For the extraction of viral DNA, the virion samples were mixed with 400 µl of buffer of proteinase K (0.01 M Tris, 0.005 M EDTA, 0.5% SDS) and incubated at 65 °C for 15 min. Then, 100 µl of proteinase K (2 mg/ml) (Invitrogen Life Technologies Corp; Carlsbad, CA, USA) were added and the reaction mixture was incubated at 37 °C for 2 h. An aliquot of 500 µl of a mixture phenol: chloroform: isoamyl alcohol (25: 24: 1) was added to the reaction and then it was centrifuged (17,000 × g, at 4 ºC, 5 min). The aqueous phase was collected in a new microtube, and a volume of isopropyl alcohol (500 µl) and 100 µl of 3M sodium acetate were added to the samples previous to be incubated at –20 ° C for 2 h. The mixture was centrifuged (17,000 × g, 4 ºC, 10 min) and the pellet was washed with 70% ethyl alcohol using centrifugation (17,000 × g, 4°C, 5 min). The pellet was re-suspended in 30 µl of sterile double distilled water (ddH2O). The quality of viral DNA was examined by electrophoresis on 1% agarose gels. The DNA concentration was determined by a A260 NanoDrop One spectrophotometer (Thermo Fisher Scientific; MA, USA).

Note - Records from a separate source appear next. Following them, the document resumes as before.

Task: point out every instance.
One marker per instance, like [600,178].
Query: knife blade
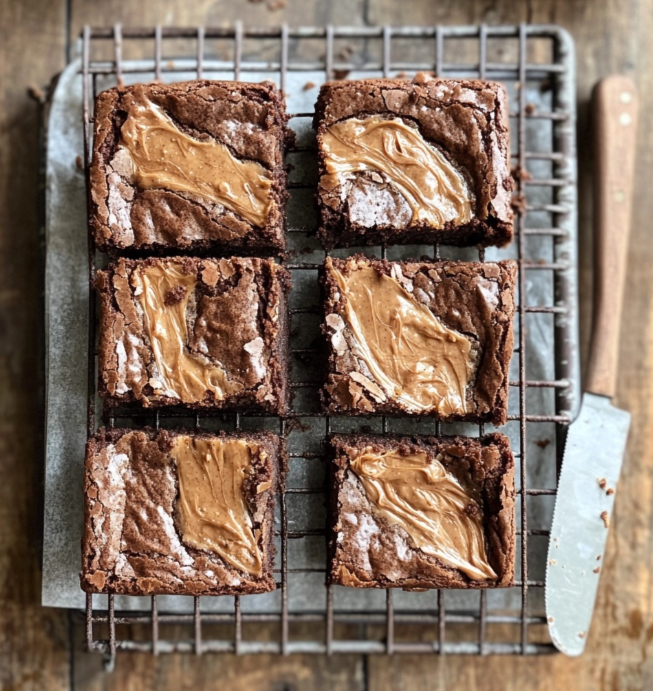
[596,440]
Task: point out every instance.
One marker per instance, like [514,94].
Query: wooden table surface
[37,648]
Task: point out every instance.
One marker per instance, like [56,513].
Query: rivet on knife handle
[615,104]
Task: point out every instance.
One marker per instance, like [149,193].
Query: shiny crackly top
[434,189]
[161,156]
[412,356]
[213,511]
[429,503]
[163,291]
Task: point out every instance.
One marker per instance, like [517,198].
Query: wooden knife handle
[615,110]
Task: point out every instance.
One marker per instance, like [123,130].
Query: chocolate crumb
[295,424]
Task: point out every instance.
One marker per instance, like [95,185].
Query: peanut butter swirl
[435,191]
[213,512]
[180,373]
[429,503]
[413,357]
[164,157]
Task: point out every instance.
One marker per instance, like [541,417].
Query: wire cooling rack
[537,65]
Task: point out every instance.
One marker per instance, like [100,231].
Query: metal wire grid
[565,384]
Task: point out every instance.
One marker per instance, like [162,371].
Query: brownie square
[429,512]
[420,161]
[419,338]
[179,513]
[195,332]
[192,166]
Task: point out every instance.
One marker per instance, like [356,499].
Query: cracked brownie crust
[418,338]
[371,547]
[457,128]
[194,166]
[139,539]
[195,332]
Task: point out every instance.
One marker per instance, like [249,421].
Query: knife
[596,440]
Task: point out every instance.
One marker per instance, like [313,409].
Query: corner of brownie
[418,338]
[421,512]
[195,333]
[421,161]
[155,525]
[193,166]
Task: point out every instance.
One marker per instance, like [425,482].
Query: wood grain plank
[33,641]
[610,37]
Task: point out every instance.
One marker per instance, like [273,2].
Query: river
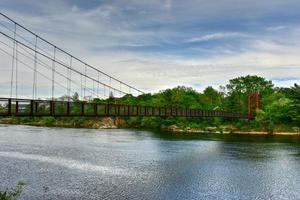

2.5 Restriction endonuclease analysis
Both GV isolates were digested with HindIII, BamHI, and PstI enzymes (Invitrogen Life Technologies Corp; Carlsbad, CA, USA). One microgram of viral DNA was digested with 10 U of the enzymes, at 37 °C for 2 h. The reaction was stopped by adding 2 µl of loading buffer 10X (Thermo-Fisher Scientific; Waltham, MA, USA). The obtained restriction fragments were analyzed by electrophoresis on 1% agarose gels at 25 V for 7 h, using TAE buffer (40 mM Tris-acetate, 1 mM EDTA at pH 8.0). A molecular weight marker of GeneRuler 1 kb DNA Ladder (Thermo Fisher Scientific) and 10 µl of SYBR Safe DNA gel stain (Invitrogen) were used to visualize the DNA on agarose gels using the image system (Bio-Rad ChemiDocTM XRS+; Hercules, CA, USA). The fragment sizes and number of both GVs isolates were estimated by comparing the bands with those of the molecular weight marker using the Image Lab software version 5.2.1 (Bio-Rad ChemiDocTM XRS+; Hercules, CA, USA).
2.6 Statistical analysis
The bioassays were conducted under a completely randomized design. The data on insecticidal activity were analyzed by an analysis of variance (ANOVA), and the means were separated by a Tukey´s test (p < 0.05). The LD50, LD90, LT50 and fiducial limit values were analyzed using log-Probit regressions (Finney 1971). All data were analyzed using SAS software (SAS 2002). Mortality was corrected by the Abbott (1925) formula.